Außerdem wird allzu häufig die Problematik der "wenigen Gefährlichen" dazu benutzt, um zu legitimieren, daß mensch sich nicht in diesem Bereich engagiert. Was so mit dazu beiträgt, daß die restlichen 95%, die sofort problemlos entlassen werden könnten, weiter im Knast bleiben. Wir sollten uns vielmehr damit auseinandersetzen, warum Leute überhaupt im Knast landen. Nehmen wir den Bereich Eigentumsdelikte. Gut, die Ursache, warum es Eigentumsdelikte gibt, liegt darin, daß es Eigentum gibt. Bankraub würde sofort verschwinden, wenn es keine Banken mehr gäbe. Das wäre effektive Kriminalitätsbekämpfung.

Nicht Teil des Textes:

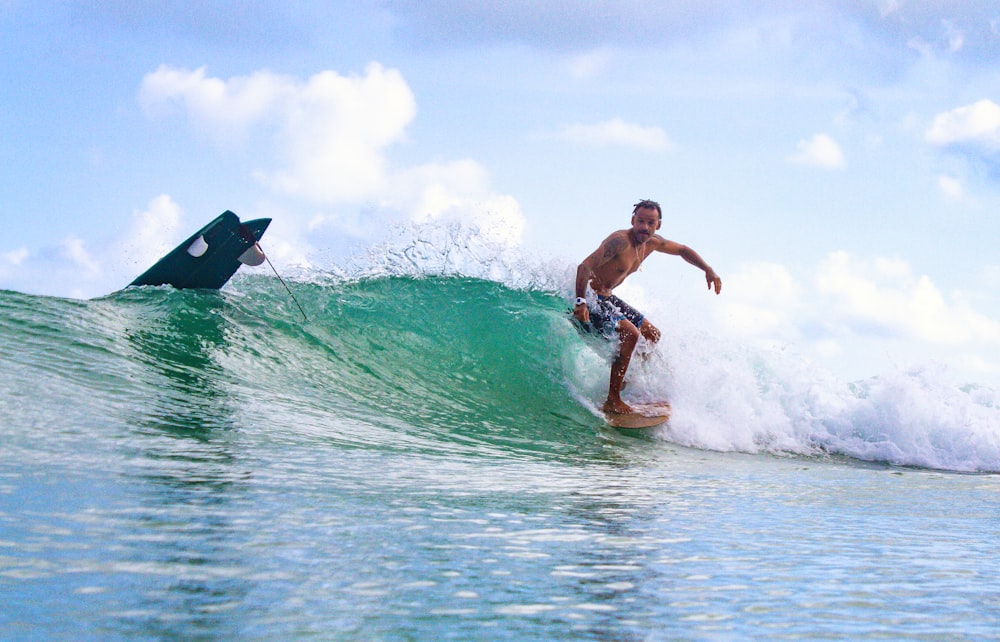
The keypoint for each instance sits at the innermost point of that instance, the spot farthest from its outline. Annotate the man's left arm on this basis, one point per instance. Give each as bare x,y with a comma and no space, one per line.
692,257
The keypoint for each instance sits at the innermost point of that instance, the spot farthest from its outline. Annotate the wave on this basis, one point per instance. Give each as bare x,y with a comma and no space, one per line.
459,352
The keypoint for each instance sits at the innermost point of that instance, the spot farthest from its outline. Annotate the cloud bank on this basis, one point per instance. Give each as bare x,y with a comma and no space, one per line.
330,136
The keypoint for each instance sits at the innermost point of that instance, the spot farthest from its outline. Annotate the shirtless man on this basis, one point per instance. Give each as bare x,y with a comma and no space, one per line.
618,256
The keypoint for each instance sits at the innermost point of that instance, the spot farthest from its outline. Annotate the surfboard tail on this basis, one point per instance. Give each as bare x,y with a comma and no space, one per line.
210,256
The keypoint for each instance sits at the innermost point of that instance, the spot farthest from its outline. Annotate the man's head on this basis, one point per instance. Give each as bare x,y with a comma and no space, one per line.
648,204
645,220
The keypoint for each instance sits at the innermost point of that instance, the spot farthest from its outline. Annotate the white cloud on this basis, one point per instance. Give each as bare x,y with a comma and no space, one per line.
975,123
330,132
74,251
589,64
819,151
617,132
884,296
329,135
16,257
953,189
761,301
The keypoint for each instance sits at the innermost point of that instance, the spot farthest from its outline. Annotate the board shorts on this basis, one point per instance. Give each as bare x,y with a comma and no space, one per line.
607,311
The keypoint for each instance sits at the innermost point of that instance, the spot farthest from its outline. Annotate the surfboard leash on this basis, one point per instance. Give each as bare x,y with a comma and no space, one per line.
287,289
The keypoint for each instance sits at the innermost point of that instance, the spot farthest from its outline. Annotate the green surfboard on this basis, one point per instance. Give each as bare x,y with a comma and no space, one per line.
210,257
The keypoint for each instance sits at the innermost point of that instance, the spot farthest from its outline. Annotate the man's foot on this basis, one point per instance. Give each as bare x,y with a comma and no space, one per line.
617,407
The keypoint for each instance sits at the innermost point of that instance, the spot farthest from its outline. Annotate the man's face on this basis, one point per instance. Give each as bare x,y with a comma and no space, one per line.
645,221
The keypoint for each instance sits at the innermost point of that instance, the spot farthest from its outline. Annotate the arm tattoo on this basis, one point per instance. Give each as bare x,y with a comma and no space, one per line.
612,248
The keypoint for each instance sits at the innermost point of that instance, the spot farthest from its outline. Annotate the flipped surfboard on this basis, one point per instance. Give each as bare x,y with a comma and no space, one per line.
210,257
643,416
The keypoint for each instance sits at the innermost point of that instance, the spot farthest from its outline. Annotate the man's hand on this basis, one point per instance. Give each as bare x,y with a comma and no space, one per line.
713,280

Schon wieder zu utopisch? Gut, gehen wir eine Stufe tiefer. Wir sagen oft, daß die Menschen nicht von Hartz IV überleben können. Dann wird von irgendwelchen ‘Bürgers’ argumentiert, dass das Geld nicht für Kultur reicht. Warum sagen wir nicht, wie es ist? Viele Erwerbslose sind auch süchtig. Sie rauchen, saufen, kiffen, zocken oder sind an der Nadel. Alles kaum oder gar nicht von Hartz zu finanzieren. Also klauen und Knast. Meiner Erfahrung nach sind 90% aller Gefangenen süchtig. Warum sagen wir dies nicht? Weil wir dann bei den (linken) SpießerInnen nicht ankommen? Schließlich gilt hierzulande (bis weit hinein in die linken Kreise) ja der Mythos: „unverschuldet“, „unschuldig“. Wenn mensch sich schon engagiert, dann für Unschuldige. Aber die Süchtigen? Die sind doch selber schuld. Schuld woran? Dass diese Gesellschaft so kaputt ist, dass wir sie nüchtern nicht mehr ertragen können? Schuld daran, dass unsere Süchte gnadenlos ausgebeutet werden?
Nehmen wir zum Schluss noch das Beispiel sexuelle Gewalt. Die meisten Fälle von sexueller und anderer Gewalt passieren in der klassischen Kleinfamilie. Ginge es uns wirklich um die Bekämpfung von (sexueller) Gewalt, dürften wir uns nicht mit dem Wegsperren einiger "Monster" begnügen, sondern wir müssten die Abschaffung der Familie und der Kirche fordern. /GL
p.s.: Die Probleme sind hier nur angerissen. Ich meine, daß wir Diskussionen führen müssen, heute, und wir nicht bis „nach der Revolution“ warten können. Also laßt uns diskutieren!